What's odd is that the woods across the road are second growth. But they are tribla trust land, next to gravel pits which are next to the Nooksack river and abandoned homesteads. Maybe having a big area with little human disruption, especially at night, and our giant trees for roosting, make it acceptable habitat. The first time I heard the spotted owl, I couldn't figure out what it was. I played all the online clips I could find, and sure enough it was a spotted owl. They've also been seen on the college campus in town.

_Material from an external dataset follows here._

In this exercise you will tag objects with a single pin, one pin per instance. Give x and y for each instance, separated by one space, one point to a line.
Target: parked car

The great horned owls are really abundant here too. This time of years the males start locking down turf and talking to the women. Once a group of them started hooting in our trees loud enough to wake the corgi & make him bark!

Anonymous said...

In addition WWU has an arboretum in conjunction with the city that surrounds the campus with 180 acres of forest habitat, so we also have deer as well. In fact I had to stop this AM and one crossed the road as I was almost to work. Funny thing is that it even crossed at a crosswalk. More arboretum info here: http://www.ac.wwu.edu/~share/introduction.html
One night about a year ago I was coming into work at 2130 or so for a graveyard shift, and as I crossed the PD parking lot towards the building a good sized Great Horned Owl swooped down from an old growth to my left and skimmed the parking lot at about 8 feet above the ground and no more than 12 feet on front of me. The owl swooped past, then higher over the road, to disappear into the trees across the road to my right. It was like HOWDY!
Hope your owl box brings you a resident!